Let’s try our first model, which is recommendation based on popularity. The method computes average rating for each item based on available ratings and predicts each unknown rating as average for the item.

```
model <- Recommender(rating_matrix_lab, method = "POPULAR")
recom <- predict(model, rating_matrix_lab[1:4], n=10)
as(recom, "list")
```

```
## $u1
## [1] "m2734" "m2263" "m335" "m4019" "m2005" "m152" "m292" "m231"
## [9] "m2108" "m2726"
##
## $u2
## [1] "m2734" "m335" "m2005" "m2108" "m2726" "m9" "m1096"
## [8] "m2759" "m4967" "m48304"
##
## $u3
## [1] "m335" "m2005" "m292" "m2108" "m2726" "m9" "m2759"
## [8] "m48304" "m3007" "m2501"
##
## $u4
## [1] "m2734" "m4019" "m152" "m292" "m2108" "m9" "m1096"
## [8] "m4967" "m48304" "m3007"
```

Task 6. Find the titles and genres of the movies that are recommended.

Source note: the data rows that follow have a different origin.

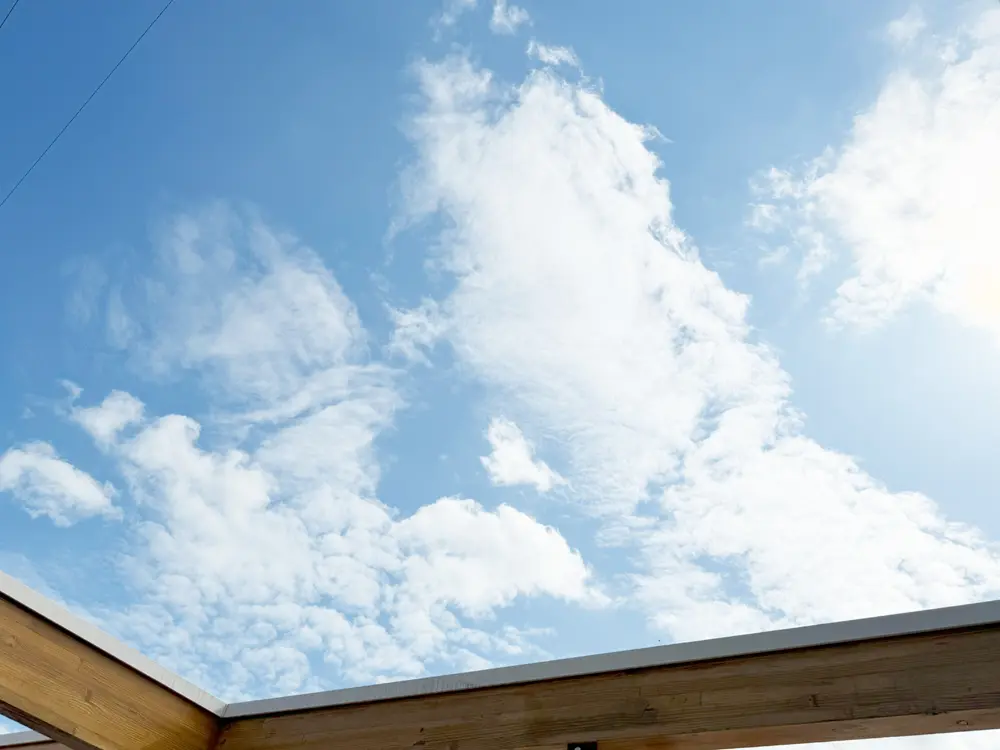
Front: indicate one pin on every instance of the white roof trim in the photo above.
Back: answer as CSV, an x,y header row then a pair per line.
x,y
963,617
911,623
17,592
17,739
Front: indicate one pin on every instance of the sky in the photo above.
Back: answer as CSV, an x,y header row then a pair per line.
x,y
368,341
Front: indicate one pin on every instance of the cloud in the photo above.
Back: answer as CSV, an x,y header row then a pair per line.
x,y
506,18
115,413
512,460
905,29
452,11
587,312
264,550
415,331
909,196
552,55
46,485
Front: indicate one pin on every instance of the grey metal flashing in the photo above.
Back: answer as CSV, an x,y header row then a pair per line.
x,y
17,592
964,617
889,626
20,739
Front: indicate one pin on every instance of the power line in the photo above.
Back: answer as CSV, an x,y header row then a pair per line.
x,y
9,11
83,106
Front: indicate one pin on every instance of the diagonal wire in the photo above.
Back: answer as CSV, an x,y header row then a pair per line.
x,y
9,11
83,106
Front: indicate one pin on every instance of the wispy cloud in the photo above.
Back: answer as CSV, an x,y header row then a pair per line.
x,y
265,551
585,308
46,485
512,459
552,55
506,18
909,197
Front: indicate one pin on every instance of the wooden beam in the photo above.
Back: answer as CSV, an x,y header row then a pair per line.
x,y
908,684
28,741
65,679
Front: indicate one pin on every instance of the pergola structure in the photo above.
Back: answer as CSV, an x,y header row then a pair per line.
x,y
917,673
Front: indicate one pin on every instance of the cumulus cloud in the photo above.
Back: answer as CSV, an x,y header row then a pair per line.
x,y
46,485
512,459
588,313
114,414
265,550
506,18
909,198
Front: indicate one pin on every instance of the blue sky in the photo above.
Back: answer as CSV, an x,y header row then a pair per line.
x,y
375,340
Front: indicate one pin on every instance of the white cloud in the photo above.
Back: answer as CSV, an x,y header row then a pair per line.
x,y
552,55
46,485
416,331
506,18
452,11
115,413
910,196
268,551
589,314
512,459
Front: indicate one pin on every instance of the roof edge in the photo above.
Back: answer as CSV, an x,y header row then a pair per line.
x,y
21,739
29,599
960,617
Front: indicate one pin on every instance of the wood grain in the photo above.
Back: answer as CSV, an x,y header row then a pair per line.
x,y
76,694
908,685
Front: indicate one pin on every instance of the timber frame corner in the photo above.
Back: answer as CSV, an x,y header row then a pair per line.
x,y
924,672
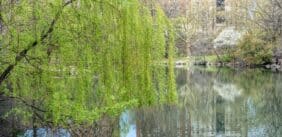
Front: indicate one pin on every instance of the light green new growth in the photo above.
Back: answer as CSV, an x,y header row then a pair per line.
x,y
102,57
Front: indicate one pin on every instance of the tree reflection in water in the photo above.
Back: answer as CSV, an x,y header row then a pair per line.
x,y
216,102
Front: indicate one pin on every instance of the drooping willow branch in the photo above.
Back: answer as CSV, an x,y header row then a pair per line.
x,y
21,55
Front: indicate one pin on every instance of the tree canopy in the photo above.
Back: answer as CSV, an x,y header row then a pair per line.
x,y
77,60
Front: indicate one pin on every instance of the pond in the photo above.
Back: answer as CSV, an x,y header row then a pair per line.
x,y
212,102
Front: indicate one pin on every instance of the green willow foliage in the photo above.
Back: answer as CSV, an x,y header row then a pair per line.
x,y
100,58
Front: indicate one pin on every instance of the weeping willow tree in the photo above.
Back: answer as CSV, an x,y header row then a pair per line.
x,y
76,61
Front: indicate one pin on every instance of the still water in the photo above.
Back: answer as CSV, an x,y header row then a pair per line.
x,y
214,103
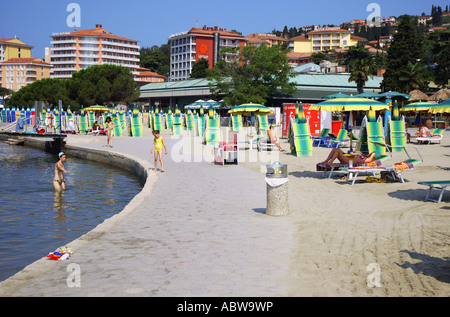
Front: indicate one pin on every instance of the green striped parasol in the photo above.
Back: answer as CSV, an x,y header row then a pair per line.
x,y
395,112
443,107
418,106
350,104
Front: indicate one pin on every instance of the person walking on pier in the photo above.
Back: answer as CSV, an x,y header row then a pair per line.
x,y
158,145
58,181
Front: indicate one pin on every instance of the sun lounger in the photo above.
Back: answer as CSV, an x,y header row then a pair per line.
x,y
323,138
340,139
390,172
372,140
396,134
435,136
437,185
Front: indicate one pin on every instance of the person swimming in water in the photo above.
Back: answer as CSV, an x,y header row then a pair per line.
x,y
58,181
158,144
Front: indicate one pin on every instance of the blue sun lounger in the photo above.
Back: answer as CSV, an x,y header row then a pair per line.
x,y
439,185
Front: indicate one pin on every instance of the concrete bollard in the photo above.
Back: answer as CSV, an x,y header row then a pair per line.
x,y
277,190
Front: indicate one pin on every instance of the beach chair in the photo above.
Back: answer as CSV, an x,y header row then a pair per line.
x,y
438,185
388,172
20,125
435,136
236,123
177,128
169,120
323,138
396,134
300,138
372,139
264,144
157,124
263,124
212,131
340,139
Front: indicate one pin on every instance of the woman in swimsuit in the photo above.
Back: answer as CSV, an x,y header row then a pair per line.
x,y
109,125
337,153
158,144
58,181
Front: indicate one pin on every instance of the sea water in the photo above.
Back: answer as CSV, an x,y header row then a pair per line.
x,y
36,220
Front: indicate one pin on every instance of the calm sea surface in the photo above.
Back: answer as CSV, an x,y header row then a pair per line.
x,y
34,220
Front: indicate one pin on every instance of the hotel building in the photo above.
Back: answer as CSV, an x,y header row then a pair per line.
x,y
270,40
16,73
14,48
323,39
77,50
191,46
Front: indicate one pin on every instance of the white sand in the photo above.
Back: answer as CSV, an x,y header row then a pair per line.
x,y
342,229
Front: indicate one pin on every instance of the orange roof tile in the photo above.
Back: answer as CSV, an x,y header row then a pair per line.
x,y
8,41
298,55
301,37
97,32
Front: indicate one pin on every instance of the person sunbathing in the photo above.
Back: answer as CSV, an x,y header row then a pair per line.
x,y
360,158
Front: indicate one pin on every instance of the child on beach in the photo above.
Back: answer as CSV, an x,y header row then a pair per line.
x,y
158,144
109,125
58,181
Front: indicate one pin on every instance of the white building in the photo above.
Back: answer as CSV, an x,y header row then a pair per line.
x,y
74,51
189,47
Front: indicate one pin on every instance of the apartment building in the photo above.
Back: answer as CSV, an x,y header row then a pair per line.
x,y
14,48
258,39
323,39
77,50
197,43
16,73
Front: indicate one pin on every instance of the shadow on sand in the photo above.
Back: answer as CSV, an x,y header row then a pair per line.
x,y
439,268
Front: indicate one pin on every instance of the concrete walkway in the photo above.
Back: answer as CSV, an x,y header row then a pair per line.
x,y
200,231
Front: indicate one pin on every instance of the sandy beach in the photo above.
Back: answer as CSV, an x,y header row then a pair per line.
x,y
200,229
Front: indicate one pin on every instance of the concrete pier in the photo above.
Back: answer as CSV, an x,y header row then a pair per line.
x,y
196,230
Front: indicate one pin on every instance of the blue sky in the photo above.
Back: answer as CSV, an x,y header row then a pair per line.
x,y
152,22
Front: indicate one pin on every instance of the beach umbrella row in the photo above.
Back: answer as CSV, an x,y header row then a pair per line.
x,y
350,104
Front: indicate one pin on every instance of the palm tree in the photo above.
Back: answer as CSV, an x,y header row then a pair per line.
x,y
360,71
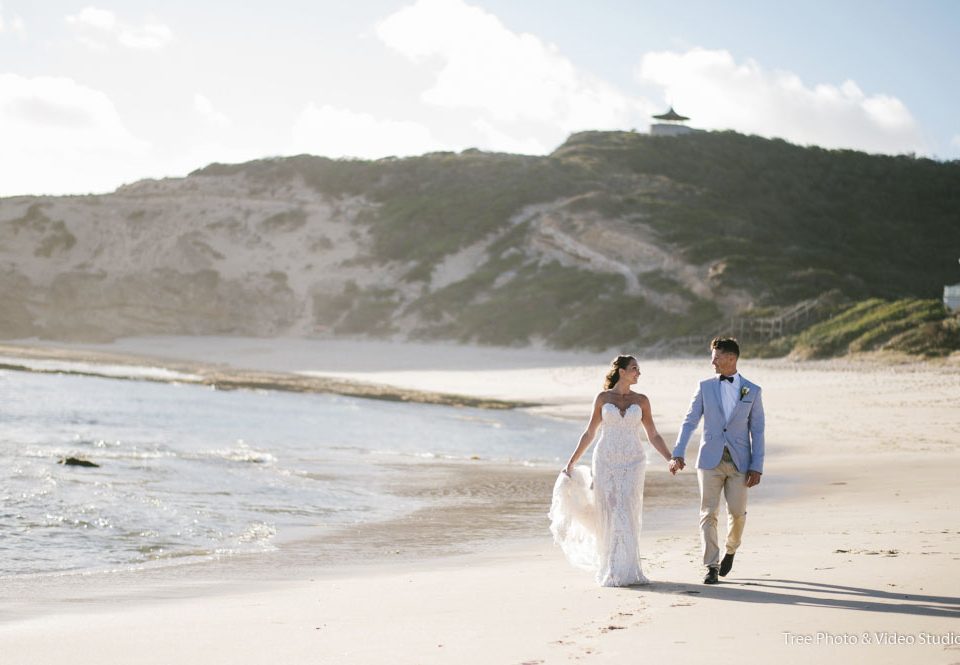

We can also predict ratings:

```
prediction <- predict(model, rating_matrix_lab[1:5], type="ratings")
as(prediction, "matrix")[,1:5]
```

```
## m31 m1029 m1061 m1129 m1172
## u1 2.775976 2.394019 2.128042 1.301898 2.227099
## u2 3.712818 3.330861 3.064885 2.238740 3.163941
## u3 3.794603 3.412646 3.146670 2.320525 3.245727
## u4 4.574015 4.192058 3.926082 3.099937 4.025138
## u5 4.135976 3.754019 NA 2.661898 3.587099
```

## Evaluation of the recommender system

```
set.seed(5864)
eval_scheme <- evaluationScheme(rating_matrix_lab, method="split", train=0.8, given=-5)
#5 ratings of 20% of users (per user) are excluded for testing
model_popular <- Recommender(getData(eval_scheme, "train"), "POPULAR")
prediction_popular <- predict(model_popular, getData(eval_scheme, "known"), type="ratings")
# check visually predictions for 50 users , 50 movies
image(prediction_popular[1:50,1:50])
```

```
rmse_popular <- calcPredictionAccuracy(prediction_popular, getData(eval_scheme, "unknown"))[1]
rmse_popular
```

```
## RMSE
## 0.935082
```

If you recall, RMSE (root mean square error) was also used in regression problems. It does not tell us much alone, but we can **compare** models:

```
# learn about input parameters via help
model_ubcf <- Recommender(getData(eval_scheme, "train"), "UBCF",
param=list(normalize = "center", method="Cosine", nn=50))
```

Note that we use the same scheme

`prediction_ubcf <- predict(model_ubcf, getData(eval_scheme, "known"), type="ratings")`

```
rmse_ubcf <- calcPredictionAccuracy(prediction_ubcf, getData(eval_scheme, "unknown"))[1]
rmse_ubcf
```

```
## RMSE
## 0.9682466
```

```
rbind(calcPredictionAccuracy(prediction_popular, getData(eval_scheme, "unknown")),
calcPredictionAccuracy(prediction_ubcf, getData(eval_scheme, "unknown")))
```

```
## RMSE MSE MAE
## [1,] 0.9350820 0.8743784 0.7000101
## [2,] 0.9682466 0.9375014 0.7423649
```

Task 7. Which model is better? Why? Concentrate on discussing the code and the results. Compare the results for different seeds. Are these results consistent?